Передо мной была самая большая аудитория в моей жизни, не меньше двухсот тысяч людей, и каких людей!
Но мне казалось, что меня слышат сейчас и невозвратно потерянные мной, арестованные в 1937 году оба дедушки, и безвременно ушедший мой отец, научивший меня писать и читать стихи.
Мне казалось, что меня слышат и все мои ушедшие поэтические учителя, начиная от Пастернака, которые поверили в меня и успели спасительно благословить.
Но меня объявили не только как поэта, а как народного депутата СССР.
Я был выбран депутатом в Харькове.
Почему именно там?

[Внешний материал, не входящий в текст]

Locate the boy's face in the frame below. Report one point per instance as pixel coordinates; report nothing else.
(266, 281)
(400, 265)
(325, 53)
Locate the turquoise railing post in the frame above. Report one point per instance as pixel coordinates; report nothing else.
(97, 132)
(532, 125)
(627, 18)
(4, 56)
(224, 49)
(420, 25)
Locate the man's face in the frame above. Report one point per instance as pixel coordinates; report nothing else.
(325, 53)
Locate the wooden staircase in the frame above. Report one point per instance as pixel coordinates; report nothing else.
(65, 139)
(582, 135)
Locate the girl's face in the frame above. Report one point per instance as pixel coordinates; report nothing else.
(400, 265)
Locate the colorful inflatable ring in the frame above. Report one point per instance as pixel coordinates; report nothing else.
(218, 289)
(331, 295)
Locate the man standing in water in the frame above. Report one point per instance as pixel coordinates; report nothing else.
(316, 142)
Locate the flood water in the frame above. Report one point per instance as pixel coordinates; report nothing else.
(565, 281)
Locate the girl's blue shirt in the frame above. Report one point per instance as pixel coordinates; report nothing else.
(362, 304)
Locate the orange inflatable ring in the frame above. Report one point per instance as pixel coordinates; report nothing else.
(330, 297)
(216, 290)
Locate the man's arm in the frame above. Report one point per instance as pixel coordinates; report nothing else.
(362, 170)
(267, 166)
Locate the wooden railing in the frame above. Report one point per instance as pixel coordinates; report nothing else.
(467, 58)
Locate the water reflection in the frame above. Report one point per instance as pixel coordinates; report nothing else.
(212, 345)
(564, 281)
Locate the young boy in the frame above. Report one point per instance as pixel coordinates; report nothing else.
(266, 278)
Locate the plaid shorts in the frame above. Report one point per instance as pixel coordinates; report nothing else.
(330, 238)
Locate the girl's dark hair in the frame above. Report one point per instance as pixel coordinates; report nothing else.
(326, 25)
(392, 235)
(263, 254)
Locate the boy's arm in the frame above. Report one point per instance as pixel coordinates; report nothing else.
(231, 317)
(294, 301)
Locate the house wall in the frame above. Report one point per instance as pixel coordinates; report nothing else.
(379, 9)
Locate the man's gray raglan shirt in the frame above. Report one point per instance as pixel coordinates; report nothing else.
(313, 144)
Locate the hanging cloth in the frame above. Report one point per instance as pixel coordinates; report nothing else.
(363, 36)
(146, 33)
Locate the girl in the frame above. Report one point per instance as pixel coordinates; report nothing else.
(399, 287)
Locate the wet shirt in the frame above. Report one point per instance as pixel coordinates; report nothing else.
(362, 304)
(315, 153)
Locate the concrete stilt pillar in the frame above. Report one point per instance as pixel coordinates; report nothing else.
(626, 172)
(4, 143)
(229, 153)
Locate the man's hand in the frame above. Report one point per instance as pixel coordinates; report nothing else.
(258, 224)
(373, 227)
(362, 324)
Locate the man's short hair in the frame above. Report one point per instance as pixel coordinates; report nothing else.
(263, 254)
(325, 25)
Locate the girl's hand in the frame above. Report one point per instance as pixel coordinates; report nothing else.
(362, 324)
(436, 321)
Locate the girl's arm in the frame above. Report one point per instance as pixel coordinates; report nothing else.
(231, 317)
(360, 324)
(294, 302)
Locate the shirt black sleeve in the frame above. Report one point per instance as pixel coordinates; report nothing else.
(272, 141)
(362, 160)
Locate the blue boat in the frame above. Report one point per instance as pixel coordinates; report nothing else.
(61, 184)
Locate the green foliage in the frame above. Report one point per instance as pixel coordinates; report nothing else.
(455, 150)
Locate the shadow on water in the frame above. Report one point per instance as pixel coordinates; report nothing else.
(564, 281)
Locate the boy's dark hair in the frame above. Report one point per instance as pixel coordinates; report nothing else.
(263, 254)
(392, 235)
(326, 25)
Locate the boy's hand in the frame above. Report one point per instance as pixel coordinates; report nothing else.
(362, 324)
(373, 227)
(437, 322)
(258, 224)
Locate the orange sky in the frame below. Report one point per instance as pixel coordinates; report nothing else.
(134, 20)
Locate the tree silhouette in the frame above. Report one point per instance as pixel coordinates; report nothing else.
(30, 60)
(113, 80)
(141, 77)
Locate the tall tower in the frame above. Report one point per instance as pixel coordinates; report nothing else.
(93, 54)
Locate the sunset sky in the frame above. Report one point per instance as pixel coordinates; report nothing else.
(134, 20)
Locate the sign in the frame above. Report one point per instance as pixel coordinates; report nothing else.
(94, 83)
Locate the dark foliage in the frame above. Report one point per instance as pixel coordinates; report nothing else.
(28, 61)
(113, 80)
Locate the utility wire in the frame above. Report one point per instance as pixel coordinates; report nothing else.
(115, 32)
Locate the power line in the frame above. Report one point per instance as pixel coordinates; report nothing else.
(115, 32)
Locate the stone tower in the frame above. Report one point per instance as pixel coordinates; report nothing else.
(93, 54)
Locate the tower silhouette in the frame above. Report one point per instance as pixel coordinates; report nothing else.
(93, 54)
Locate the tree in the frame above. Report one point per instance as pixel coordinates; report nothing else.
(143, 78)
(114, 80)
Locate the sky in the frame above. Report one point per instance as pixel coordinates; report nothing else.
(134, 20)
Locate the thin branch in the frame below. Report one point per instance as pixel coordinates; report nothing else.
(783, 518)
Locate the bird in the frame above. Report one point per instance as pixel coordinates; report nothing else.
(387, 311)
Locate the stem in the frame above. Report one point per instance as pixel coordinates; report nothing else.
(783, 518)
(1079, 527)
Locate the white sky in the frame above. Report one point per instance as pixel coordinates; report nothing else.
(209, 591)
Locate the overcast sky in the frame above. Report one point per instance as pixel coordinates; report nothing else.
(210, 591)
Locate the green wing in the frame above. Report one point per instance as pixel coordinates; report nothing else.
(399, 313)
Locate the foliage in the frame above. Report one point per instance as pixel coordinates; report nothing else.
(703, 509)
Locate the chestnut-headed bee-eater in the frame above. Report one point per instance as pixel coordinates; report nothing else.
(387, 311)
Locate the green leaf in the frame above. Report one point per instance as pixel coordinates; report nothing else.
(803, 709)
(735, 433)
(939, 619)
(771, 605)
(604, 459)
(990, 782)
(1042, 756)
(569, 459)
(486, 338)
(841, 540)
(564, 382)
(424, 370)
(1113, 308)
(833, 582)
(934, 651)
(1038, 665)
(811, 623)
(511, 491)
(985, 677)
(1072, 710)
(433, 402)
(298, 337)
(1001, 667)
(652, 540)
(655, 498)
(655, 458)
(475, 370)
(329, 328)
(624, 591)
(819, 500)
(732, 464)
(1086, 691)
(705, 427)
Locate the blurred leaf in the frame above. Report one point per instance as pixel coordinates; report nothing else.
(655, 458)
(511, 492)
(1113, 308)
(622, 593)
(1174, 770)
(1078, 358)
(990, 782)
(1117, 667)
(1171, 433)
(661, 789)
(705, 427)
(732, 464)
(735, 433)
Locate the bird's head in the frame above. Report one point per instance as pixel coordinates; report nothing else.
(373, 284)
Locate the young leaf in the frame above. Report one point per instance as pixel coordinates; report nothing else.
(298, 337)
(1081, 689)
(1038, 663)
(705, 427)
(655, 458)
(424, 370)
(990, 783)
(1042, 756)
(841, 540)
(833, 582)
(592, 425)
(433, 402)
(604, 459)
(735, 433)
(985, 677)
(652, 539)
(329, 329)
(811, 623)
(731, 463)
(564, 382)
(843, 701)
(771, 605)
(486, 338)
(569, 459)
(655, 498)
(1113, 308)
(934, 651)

В 1963 гаду, когда газеты, тщательно организуя «гнев народа», называли меня Хлестаковым, «набившим несмываемые синяки предательства», я возвращался на стареньком «Москвиче» из Сухуми в Москву вместе с болгарским поэтом Стефаном Цаневым. В Харькове у меня забарахлил карбюратор. На автостанции меня узнал харьковский инженер, тоже лечивший там свою машину, и предложил мне выступить с чтением стихов у них в проектном институте.
Я спросил его:
— А вы не боитесь «взрывов народного гнева»?
Он засмеялся и уточнил:
— В каком виде вы предпочитаете народный гнев после выступлений — в виде вареников или пельменей?
Стефан лукаво намекнул:
— Он предпочитает народный гнев с красивыми ногами…
Я занес тогда в записную книжку ироническую строчку: «Как нежен гнев народа моего…»
Нежный народный гнев в Харькове был нам обеспечен во всех трех видах, и мы подзастряли в городе на целую неделю.
В субботу нас пригласили на открытие нового книжного магазина «Поэзия» на площади Пушкина. Я-то думал, что в магазине соберется несколько десятков любителей поэзии. Но, подъехав к площади на «Москвиче», я был ошеломлен.
На площади собралось тысяч десять человек. Движение было парализовано. Из окон застрявших в пробке автомобилей, трамваев и автобусов выглядывали отнюдь не раздосадованные, а полные любопытства лица. Народного гнева не наблюдалось.
На крыльце крошечного магазина «Поэзия» вместо трибуны поставили кверху дном деревянную бочку из-под хамсы, однако микрофон вежливо, но настойчиво отобрал милиционер, ибо разрешение на уличное выступление не было запрошено. Читать без микрофона на десять тысяч человек практически невозможно, и вскоре мой голос начал хрипнуть и разваливаться.
И в этот момент из женских добрых рук с балкона второго этажа, плавно снижаясь на бельевой веревке, с которой даже не успели снять деревянных пришепок, прямо ко мне в руки опустилась авоська, где, как пассажир в аэростате, покачивался нежно-голубой китайский термос с розовыми бабочками, а в нем было горячее молоко для моего надтреснутого голоса.
Именно поэтому, когда мою кандидатуру в Москве сначала «завалили» братья-писатели, а затем выборщики Пролетарского района Москвы и меня пригласили баллотироваться во втором туре сразу 14 избирательных округов СССР, я выбрал Харьков.
И когда я вернулся в Харьков, то координатор моей избирательной кампании историк Валерий Мещеряков, ставший одним из моих ближайших друзей, устроил мой первый митинг на той же самой площади, у того же самого магазина «Поэзия». И, как в сказке, с того же самого балкона ко мне опустился тот же самый китайский термос, несколько облупившийся за столькие годы, но все же сохранивший розовых бабочек и кусочки голубизны на изрядно помятых боках. А ставшая за это время уже седой та же самая женщина прокричала с балкона:
— Женя, мы держали для вас это молоко теплым все эти двадцать шесть лет!
И я читал с балкона Белого дома так, как будто только что снова глотнул того не остывающего от времени харьковского молока.